A Recessão também é culpa dos ambiciosos governos mundiais

Pois é! Vê-se o ministro das finanças a gabar-se da eficiência da cobrança dos impostos. A anunciar novas penalizações para quem não cumpre, em suma asfixiaram a classe média, motor da economia mundial, que, associada a factores destabilizadores mundiais como a crise energética criou uma recessão.

O governo acha que a melhor maneira de garantir uma próxima eleição é ter muito dinheiro para realizar. Acredito que sem dinheiro não se faz nem se reforma, mas, se isso significa mandar para a falência os portugueses não tem justificação.

 

A economia mundial não surge só das necessidades das pessoas, ela move-se e mantém-se porque existem pessoas que tem poder de compra. Sem existirem pessoas com poder de compra aquilo que as fábricas produzem não é vendido e movimentado.

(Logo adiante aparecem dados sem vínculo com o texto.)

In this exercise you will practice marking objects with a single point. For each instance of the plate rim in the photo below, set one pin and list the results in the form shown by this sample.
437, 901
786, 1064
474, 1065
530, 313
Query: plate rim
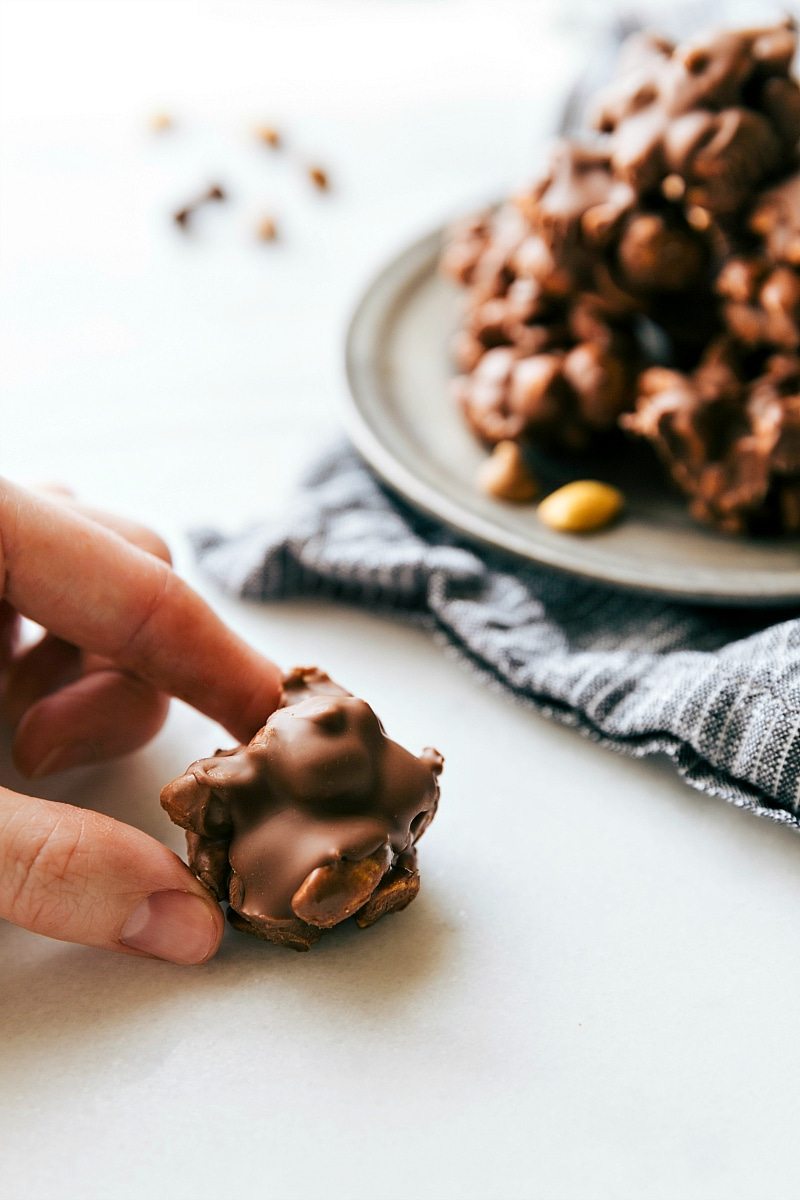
414, 490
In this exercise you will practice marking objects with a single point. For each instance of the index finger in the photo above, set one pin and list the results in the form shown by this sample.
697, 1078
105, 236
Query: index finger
88, 586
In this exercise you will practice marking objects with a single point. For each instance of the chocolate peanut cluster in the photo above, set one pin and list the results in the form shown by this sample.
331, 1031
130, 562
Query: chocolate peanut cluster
314, 821
650, 280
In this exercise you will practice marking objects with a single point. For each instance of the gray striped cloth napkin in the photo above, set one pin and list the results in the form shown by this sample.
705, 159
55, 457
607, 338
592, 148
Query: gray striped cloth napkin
716, 690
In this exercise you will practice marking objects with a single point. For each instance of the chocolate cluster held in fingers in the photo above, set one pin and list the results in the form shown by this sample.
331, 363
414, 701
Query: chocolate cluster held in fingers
650, 280
314, 821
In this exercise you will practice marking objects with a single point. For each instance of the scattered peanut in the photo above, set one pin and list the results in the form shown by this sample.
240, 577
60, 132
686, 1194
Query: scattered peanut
506, 477
160, 123
581, 507
269, 136
266, 229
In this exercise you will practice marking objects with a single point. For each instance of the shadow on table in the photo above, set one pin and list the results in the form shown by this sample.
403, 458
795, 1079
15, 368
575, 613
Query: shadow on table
54, 994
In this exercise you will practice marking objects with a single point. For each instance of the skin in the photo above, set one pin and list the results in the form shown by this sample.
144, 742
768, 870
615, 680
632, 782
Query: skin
120, 635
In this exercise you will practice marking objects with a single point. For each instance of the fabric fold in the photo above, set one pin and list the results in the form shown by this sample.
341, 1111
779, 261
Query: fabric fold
716, 690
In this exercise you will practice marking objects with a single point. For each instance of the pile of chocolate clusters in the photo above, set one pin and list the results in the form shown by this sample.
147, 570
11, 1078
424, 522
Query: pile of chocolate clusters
650, 280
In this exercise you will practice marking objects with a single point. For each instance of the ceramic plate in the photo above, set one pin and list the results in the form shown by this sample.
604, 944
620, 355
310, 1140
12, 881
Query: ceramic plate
405, 425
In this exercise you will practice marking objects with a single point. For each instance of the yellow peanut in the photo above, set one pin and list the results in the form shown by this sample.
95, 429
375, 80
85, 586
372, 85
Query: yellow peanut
581, 507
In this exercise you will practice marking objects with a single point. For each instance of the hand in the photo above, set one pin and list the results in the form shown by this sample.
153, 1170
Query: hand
122, 634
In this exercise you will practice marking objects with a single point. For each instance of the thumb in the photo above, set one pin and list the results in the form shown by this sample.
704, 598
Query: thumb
83, 877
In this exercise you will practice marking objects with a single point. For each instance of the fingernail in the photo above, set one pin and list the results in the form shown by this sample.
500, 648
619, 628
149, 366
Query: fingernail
77, 754
174, 925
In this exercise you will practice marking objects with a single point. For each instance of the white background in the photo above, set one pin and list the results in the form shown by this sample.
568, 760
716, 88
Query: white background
594, 996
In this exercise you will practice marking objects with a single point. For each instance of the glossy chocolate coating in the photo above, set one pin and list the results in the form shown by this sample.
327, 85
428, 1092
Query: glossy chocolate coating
731, 442
311, 821
717, 114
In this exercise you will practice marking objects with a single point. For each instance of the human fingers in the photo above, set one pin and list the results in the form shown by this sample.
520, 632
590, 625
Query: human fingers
88, 586
8, 633
83, 877
132, 531
101, 715
40, 670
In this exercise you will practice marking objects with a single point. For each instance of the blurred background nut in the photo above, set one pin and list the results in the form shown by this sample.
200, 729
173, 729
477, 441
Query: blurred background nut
581, 507
505, 474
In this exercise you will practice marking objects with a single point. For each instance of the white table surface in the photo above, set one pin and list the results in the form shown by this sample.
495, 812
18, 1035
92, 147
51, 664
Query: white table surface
594, 996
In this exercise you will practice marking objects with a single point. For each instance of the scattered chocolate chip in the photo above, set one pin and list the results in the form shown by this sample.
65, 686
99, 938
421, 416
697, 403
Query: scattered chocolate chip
211, 195
319, 178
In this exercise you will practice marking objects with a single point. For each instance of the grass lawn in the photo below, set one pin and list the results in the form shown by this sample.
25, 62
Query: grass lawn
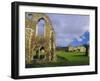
65, 59
74, 58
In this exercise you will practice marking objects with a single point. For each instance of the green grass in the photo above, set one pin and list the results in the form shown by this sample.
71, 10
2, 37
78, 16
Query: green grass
74, 58
65, 59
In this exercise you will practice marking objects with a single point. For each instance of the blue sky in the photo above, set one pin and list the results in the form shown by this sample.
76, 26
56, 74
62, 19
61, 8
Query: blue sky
67, 27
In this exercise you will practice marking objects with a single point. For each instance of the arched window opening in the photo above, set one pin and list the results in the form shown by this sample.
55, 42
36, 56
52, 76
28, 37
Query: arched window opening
41, 27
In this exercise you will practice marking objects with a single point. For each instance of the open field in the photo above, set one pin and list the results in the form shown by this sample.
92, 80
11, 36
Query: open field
65, 59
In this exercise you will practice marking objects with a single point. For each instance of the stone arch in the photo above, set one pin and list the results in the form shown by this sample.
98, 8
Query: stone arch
48, 42
38, 27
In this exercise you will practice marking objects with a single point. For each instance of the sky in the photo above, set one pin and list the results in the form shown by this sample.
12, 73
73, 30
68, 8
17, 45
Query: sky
67, 27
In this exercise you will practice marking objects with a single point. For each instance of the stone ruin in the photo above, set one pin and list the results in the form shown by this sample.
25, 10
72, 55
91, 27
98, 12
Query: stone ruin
39, 49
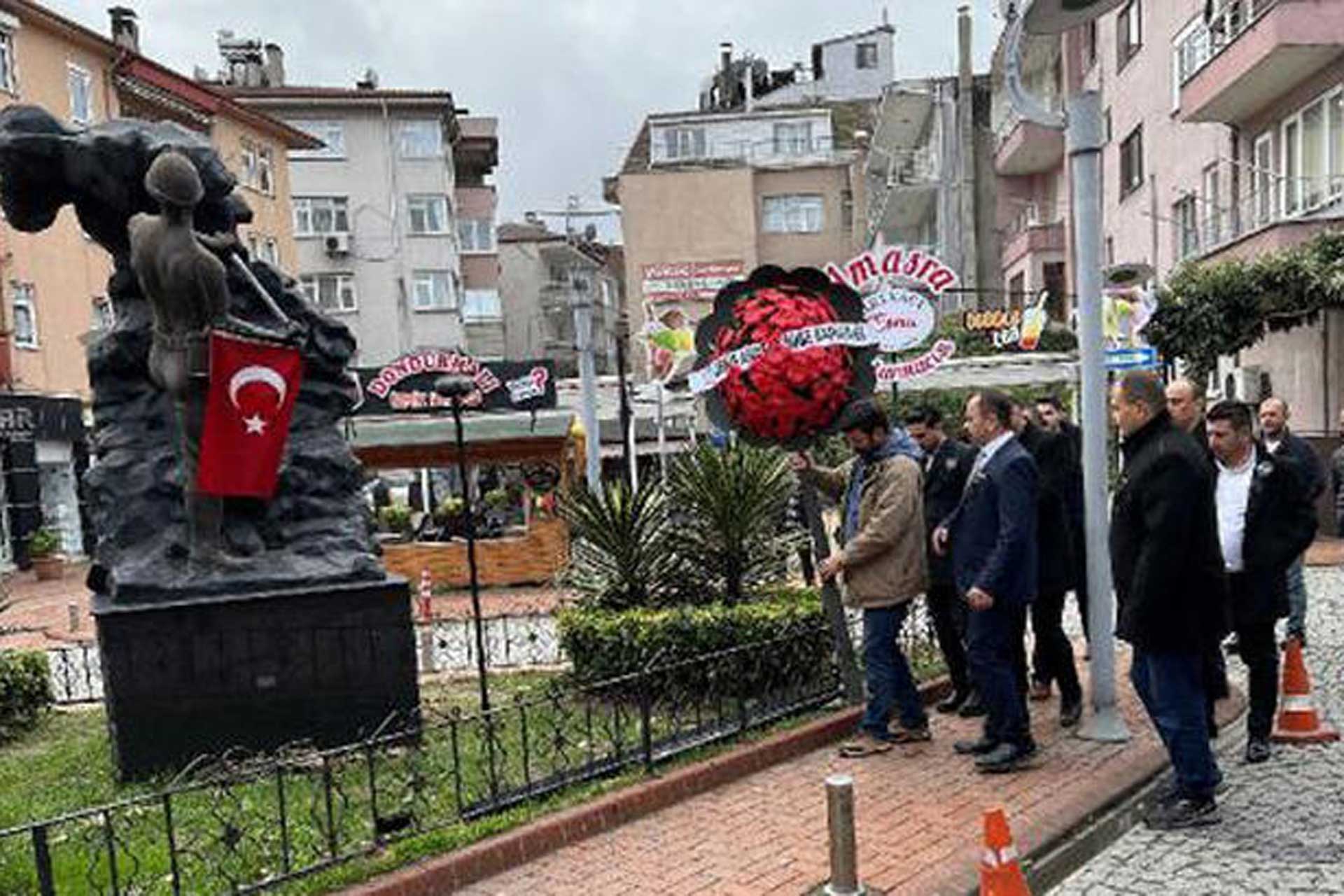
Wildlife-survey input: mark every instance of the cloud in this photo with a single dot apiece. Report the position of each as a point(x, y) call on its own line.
point(569, 80)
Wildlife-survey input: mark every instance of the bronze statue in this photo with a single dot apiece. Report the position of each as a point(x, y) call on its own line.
point(188, 293)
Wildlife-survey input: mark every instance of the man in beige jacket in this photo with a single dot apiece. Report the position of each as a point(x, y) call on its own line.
point(882, 564)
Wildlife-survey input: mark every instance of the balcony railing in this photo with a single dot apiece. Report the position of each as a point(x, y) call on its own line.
point(1205, 223)
point(1205, 42)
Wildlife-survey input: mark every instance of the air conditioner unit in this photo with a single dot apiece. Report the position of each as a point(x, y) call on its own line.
point(337, 245)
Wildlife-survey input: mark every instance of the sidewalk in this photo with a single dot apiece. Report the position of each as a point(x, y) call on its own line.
point(918, 818)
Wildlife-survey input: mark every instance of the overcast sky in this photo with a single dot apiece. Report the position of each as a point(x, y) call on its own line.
point(569, 80)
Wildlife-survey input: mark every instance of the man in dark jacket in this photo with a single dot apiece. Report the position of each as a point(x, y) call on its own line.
point(1170, 587)
point(1053, 660)
point(1281, 441)
point(946, 466)
point(1264, 523)
point(992, 535)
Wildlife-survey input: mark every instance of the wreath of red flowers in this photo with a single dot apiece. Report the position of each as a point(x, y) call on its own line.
point(785, 397)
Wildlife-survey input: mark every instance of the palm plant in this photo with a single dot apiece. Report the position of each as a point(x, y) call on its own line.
point(729, 528)
point(622, 556)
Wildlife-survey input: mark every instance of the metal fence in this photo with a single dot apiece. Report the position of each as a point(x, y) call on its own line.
point(512, 643)
point(244, 825)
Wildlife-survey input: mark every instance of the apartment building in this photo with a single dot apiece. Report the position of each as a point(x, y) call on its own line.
point(543, 277)
point(55, 282)
point(377, 213)
point(1225, 127)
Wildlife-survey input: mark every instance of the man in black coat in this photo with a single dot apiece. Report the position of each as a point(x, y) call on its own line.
point(1053, 659)
point(1281, 441)
point(946, 465)
point(1265, 522)
point(1170, 587)
point(992, 535)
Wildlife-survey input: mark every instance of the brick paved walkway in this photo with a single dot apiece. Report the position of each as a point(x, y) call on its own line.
point(918, 809)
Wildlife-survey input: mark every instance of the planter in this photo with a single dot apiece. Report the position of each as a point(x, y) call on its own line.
point(50, 567)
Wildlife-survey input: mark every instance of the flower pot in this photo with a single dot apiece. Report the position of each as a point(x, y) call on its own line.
point(50, 567)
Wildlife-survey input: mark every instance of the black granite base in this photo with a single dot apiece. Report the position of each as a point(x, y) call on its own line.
point(323, 665)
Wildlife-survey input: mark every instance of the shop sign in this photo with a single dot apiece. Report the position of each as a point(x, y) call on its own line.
point(406, 384)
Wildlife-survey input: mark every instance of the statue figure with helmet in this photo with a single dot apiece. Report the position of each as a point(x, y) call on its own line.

Ao levar as pessoas a reter aquilo que tem disponível, elas deixam de comprar bens, entrando numa fase em que só gasta aquilo que acha essencial.

 

Esta crise resolvia-se por sí, se os governos estivessem dispostos a abdicar com 3 ou 4 meses dos impostos, directos e indirectos, promovendo o consumo, ao mesmo tempo que regulamentava a banca, acabando com os chamados créditos imediatos que tem juros altíssimos e tem estrangulado a classe média baixa.

  

Só com consumo a economia cresce. O dinheiro circula porque as pessoas compram e vendem. O dinheiro deixa de circular se quem compra não quer ou não pode comprar ou quem vende não tem para vender ou não pode vender.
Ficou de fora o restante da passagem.